I’m starting with phonetics with my students to help the understand the different sounds of the English language because they often spell based on how the letter sounds in Spanish and not in English (ex: major for mayor, informachion for information). Likewise, se and ce, z and c, e and I, e and a, u and I (basically every vowel sound) confuses them. I made phonetic flash cards of the most common mistakes with the letters and sounds they make. My goal for the students is that by the end of understanding the differences between the letter sounds they often mix up, they will be able to sound out spelling words phonetically (and maybe even bigger words that they don’t understand but can still spell!)
I’ll incorporate writing and reading into this intervention by making them write sentences with words they have to spell phonetically as well as pronounce words they read phonetically.
The reason why I’m starting with this topic is because it will be fundamental of building upon their reading and writing. They will finally be able to use the vocabulary they know because they can spell it.
Other than feeling a little worthless, the week was pretty easy. These past two weeks at Markham have been pretty calm. I’m scared that’s just a build-up for a hell week soon.
On Saturday, Enrich LA, a nonprofit that plants community gardens in schools throughout Los Angeles, hosted a community service event at Markham. I dug up some dirt (in an outfit that my TL Lauren describes as “going to Hollywood,” although I was just wearing boots!), hung out with my teammates and some of my students and got some work done for America. The community garden will be a great asset to our school.
I hope this time around the school lets the students use it. From what I’ve heard they had to shut down the community garden last time it was up and running because kids were hiding things in there and smuggling items under the gate.
Next week will be a short week. We have full school days Monday and Tuesday then a minimum day on Wednesday; we have Thursday and Friday off! Apparently we’re hosting someone from the White House on Wednesday, which means I will have to give the person the tour of Markham because that’s part of my position as an outreach coordinator.
I’ll have the CYLA director and others from CYLA during the tour so it won’t be too intimidating. It should be a lot of fun and I’m happy to see that the federal government is paying some attention to what we do.

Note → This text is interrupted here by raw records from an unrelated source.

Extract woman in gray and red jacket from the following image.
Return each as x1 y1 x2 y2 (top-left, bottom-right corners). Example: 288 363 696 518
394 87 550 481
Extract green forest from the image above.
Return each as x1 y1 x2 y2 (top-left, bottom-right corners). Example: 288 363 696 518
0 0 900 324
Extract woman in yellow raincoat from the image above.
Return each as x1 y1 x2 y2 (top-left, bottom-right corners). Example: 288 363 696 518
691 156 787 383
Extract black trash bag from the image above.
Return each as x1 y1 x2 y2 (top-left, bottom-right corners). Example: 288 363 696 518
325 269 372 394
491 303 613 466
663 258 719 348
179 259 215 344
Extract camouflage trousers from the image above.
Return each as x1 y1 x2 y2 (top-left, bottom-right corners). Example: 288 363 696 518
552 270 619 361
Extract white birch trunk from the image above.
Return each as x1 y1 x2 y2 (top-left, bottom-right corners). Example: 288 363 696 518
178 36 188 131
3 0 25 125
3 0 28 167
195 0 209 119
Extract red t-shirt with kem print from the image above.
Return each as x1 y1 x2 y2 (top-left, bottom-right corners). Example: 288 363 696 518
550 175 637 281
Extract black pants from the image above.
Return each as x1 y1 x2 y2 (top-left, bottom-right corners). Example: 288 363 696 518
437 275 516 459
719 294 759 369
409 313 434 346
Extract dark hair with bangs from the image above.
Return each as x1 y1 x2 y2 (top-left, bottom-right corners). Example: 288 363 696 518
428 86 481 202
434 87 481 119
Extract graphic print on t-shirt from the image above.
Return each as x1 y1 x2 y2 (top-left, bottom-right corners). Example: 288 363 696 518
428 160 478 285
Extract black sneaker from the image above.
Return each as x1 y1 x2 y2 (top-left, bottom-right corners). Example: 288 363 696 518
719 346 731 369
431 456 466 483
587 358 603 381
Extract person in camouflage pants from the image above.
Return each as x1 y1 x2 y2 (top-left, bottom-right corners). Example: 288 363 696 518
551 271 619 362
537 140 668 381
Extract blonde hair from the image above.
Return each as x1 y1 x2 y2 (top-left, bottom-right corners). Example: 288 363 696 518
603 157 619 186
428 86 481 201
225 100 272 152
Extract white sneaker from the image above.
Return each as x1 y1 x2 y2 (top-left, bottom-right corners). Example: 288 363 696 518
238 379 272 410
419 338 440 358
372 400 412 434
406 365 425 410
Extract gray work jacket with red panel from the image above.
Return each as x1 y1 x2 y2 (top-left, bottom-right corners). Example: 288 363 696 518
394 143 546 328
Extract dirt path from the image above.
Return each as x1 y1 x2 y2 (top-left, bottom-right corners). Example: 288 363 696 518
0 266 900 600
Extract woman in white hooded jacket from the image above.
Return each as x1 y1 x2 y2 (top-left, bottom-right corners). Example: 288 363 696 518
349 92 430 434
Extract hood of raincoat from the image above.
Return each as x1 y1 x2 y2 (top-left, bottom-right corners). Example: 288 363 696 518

Next weekend is the USC v. UCLA game. I’m going to make a bet with my teammate Ricky (UCLA alum) that USC will win. We pick on each other too much about the rivalry, but it never gets old. It’s all fun and games. Any suggestions on what the bet reward should be? Make it good, because you know I’ll win.
One of my students made this UCLA sign for the garden. Alright, I can’t hate UCLA that much since that’s some of my student’s dream and all… I don’t care where they go to college. The important thing is that they will go to college.
I think I’m back in the game and I’m ready to motivated and FIRED UP to come up with some bomb interventions for these students without thinking about lofty end of the year goals. It’s time to just focus on the present and deal with the future when it comes.